Woods-Sullivan owed UCHealth $1,634.34.

The health system, which as a nonprofit community institution is exempt from paying taxes, recorded $839 million in total profit last year and collected more than $6 billion in revenue from patient care.

In a given year, UCHealth’s network of 14 hospitals and more than 200 clinics treats almost 3 million unique patients.

From those patients, UCHealth estimates that 99.93% of bills are resolved without involving the courts.

“Our job is to stay out of the courts,” UCHealth’s chief legal officer, Jacki Cooper Melmed said. “That is the very last resort.”

When bills aren’t resolved, the hospital system “assigns” the debt to a debt collector without relinquishing ownership of the debt. The debt collector — UCHealth currently uses two and has used a third in the past — then files the lawsuits against the patients in its own name, which is often nondescript. Credit Service Company. CollectionCenter, Inc.

The debt collector gets a cut of whatever money comes from the lawsuit — Cooper Melmed did not say how much — with the rest going back to UCHealth.

Walkways in the University of Colorado Hospital on the Anschutz Medical Campus in Aurora, photographed on Oct. 18, 2019. (Photo by John Ingold/The Colorado Sun/COLab)

Most often, no publicly available court document contains UCHealth’s name. Woods-Sullivan said she initially had no idea who was suing her.

“It was so confusing to me,” said Woods-Sullivan, who is now a plaintiff in a lawsuit challenging the legality of UCHealth’s debt lawsuits. “I spent two days trying to reach out to people … just going through the process of trying to resolve the issue with the bill.”

The amount UCHealth collects from lawsuits is about $5 million per year, according to the health system.
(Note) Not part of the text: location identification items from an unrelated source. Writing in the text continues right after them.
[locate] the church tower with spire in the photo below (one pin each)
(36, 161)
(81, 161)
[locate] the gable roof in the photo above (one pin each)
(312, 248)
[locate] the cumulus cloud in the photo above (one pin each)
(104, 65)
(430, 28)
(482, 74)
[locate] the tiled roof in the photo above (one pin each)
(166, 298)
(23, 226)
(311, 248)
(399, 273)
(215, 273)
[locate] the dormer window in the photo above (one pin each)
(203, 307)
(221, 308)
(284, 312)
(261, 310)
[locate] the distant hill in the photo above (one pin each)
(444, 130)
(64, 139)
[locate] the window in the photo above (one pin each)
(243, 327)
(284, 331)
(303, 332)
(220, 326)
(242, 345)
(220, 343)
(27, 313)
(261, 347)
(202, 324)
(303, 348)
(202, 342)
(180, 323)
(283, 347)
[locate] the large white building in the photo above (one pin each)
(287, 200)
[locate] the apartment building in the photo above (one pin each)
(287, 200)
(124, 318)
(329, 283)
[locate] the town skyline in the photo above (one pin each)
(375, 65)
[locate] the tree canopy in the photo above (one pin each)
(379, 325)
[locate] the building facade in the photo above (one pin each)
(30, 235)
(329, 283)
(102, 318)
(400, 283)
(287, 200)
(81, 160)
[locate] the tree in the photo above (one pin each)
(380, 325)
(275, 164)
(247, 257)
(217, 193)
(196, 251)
That represents 0.07% of the net patient revenue that UCHealth reported receiving last year.

UCHealth officials argue the lawsuits are an unfortunate necessity in the health care business, where sometimes bills go unpaid and hospitals need money to continue operating.

“I can tell you it is a common practice,” Cooper Melmed said. “I don’t think UCHealth is an outlier here.”

But not all large hospital systems in Colorado choose to pursue patients this way. The second-largest hospital system in the state, for-profit HealthONE, says it does not sue patients over debt. AdventHealth and Banner Health, two other large nonprofit hospital systems operating in Colorado, also said they do not sue patients.